On the occasion of the exhibition 'Ed Clark. The Big Sweep', please join us for a walkthrough with celebrated writer and cultural critic, Lynne Tillman.
Unfolding over two floors of our West 22nd Street gallery, the exhibition spans six decades of Clark’s profoundly influential practice, from his revolutionary use of push brooms as painting tools to his breakthrough introduction of the shaped canvas and beyond.
The exhibition is accompanied by the release of ‘Ed Clark: The Big Sweep’, a comprehensive new book produced by Hauser & Wirth Publishers, which will be available for purchase.

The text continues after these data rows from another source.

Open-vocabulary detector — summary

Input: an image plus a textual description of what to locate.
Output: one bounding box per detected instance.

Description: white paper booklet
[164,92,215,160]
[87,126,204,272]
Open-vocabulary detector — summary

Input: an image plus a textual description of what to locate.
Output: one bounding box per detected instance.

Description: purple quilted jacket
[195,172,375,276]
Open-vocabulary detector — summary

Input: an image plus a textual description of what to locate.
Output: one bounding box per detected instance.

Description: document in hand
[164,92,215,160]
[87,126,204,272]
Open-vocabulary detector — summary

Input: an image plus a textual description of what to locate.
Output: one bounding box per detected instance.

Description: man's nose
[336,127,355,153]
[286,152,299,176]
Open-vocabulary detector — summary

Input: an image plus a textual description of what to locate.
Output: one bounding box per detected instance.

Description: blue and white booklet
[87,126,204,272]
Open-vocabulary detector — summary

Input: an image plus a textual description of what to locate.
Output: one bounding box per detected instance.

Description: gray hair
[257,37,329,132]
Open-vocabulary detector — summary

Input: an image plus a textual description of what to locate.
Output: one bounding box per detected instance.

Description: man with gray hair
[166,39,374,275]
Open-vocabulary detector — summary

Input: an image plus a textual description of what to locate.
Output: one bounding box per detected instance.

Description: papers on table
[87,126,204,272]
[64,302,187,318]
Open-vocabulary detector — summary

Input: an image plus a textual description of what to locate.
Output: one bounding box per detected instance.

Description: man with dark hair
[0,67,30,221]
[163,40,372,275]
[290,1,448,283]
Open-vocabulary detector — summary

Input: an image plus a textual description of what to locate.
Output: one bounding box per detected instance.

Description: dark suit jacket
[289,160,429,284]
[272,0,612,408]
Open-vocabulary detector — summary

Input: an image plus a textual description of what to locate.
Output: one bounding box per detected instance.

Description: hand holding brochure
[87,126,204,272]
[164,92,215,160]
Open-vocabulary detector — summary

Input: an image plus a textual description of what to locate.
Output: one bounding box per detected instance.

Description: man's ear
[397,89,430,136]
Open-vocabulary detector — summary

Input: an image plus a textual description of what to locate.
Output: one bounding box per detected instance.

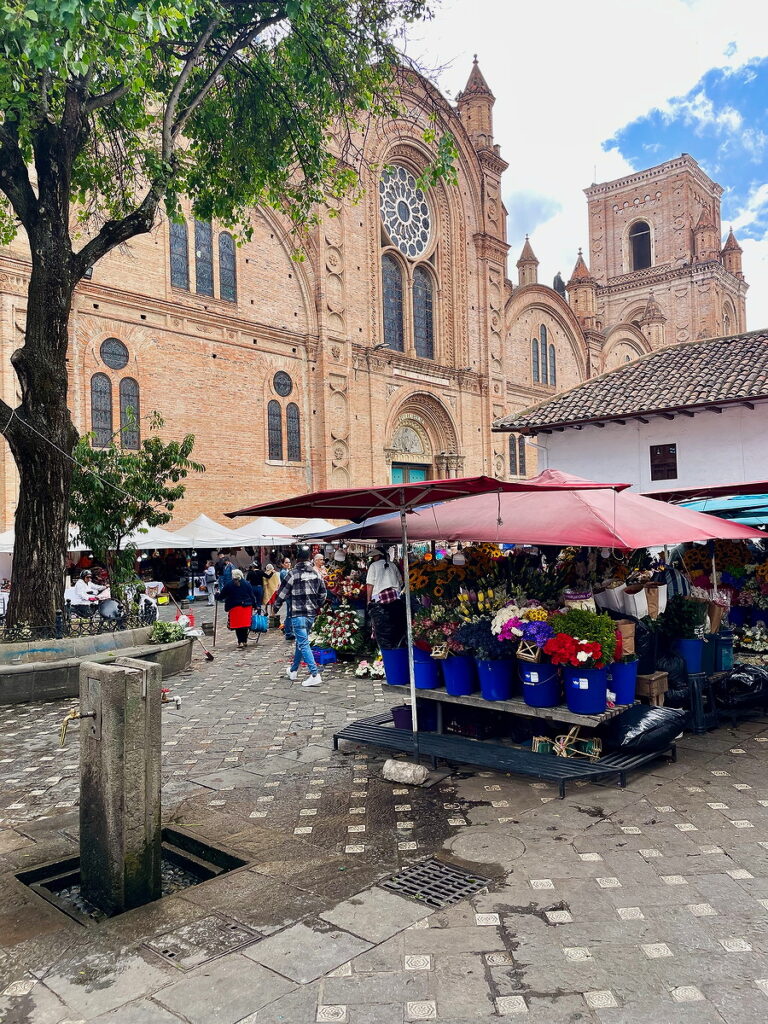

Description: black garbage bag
[600,705,688,754]
[715,665,768,708]
[656,651,688,690]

This event is free, however, reservations are recommended.
About Ed Clark
Born in New Orleans in 1926 and raised in Chicago, Clark emerged in the 1950s as a pioneer of the New York School. Over the course of seven decades, his experimentations with pure color, abstract form, and the seductive materiality of paint have yielded an oeuvre of remarkable originality, extending the language of American abstraction. Clark’s breakthroughs have an important place in the story of modern and contemporary art: in the late 1950s he was the first American artist credited with exhibiting a shaped canvas, an innovation that continues to reverberate today. His search for a means to breach the limitations of the conventional paintbrush led him to use a push broom to apply pigment to canvas laid out on the floor. Defying the discreet categories of gestural and hard-edged abstraction, Clark has masterfully interwoven these approaches into a unique form of expressionism.
About Lynne Tillman
Lynne Tillman is a novelist, short story writer, and cultural critic. Her most recent novel is Men and Apparitions, nominated for a Republic of Consciousness Prize (UK, 2021). Her nonfiction books include The Velvet Years: Warhol’s Factory 1965–67, with photographs by Stephen Shore; What Would Lynne Tillman Do?, a finalist for the National Book Critics Circle Award in Criticism. Her essays and stories are published in various journals including Frieze, Bomb, Bookforum, Aperture, Artforum, N+1, and in artist’s monographs such as those of Dana Schutz, Steve Locke, Stanley Whitney, Amy Sillman, and Raymond Pettibon, and in museum catalogues such as those from The Whitney Museum of American Art; The ICP Boston, Hammer Museum, and MOCA. Tillman has received a Guggenheim Fellowship; a Creative Capital/Andy Warhol Foundation Arts Writers Grant, and was awarded the Katherine Anne Porter Prize by the American Academy of Arts and Letters. Her most recent work is Mothercare, an autobiographical book-length essay.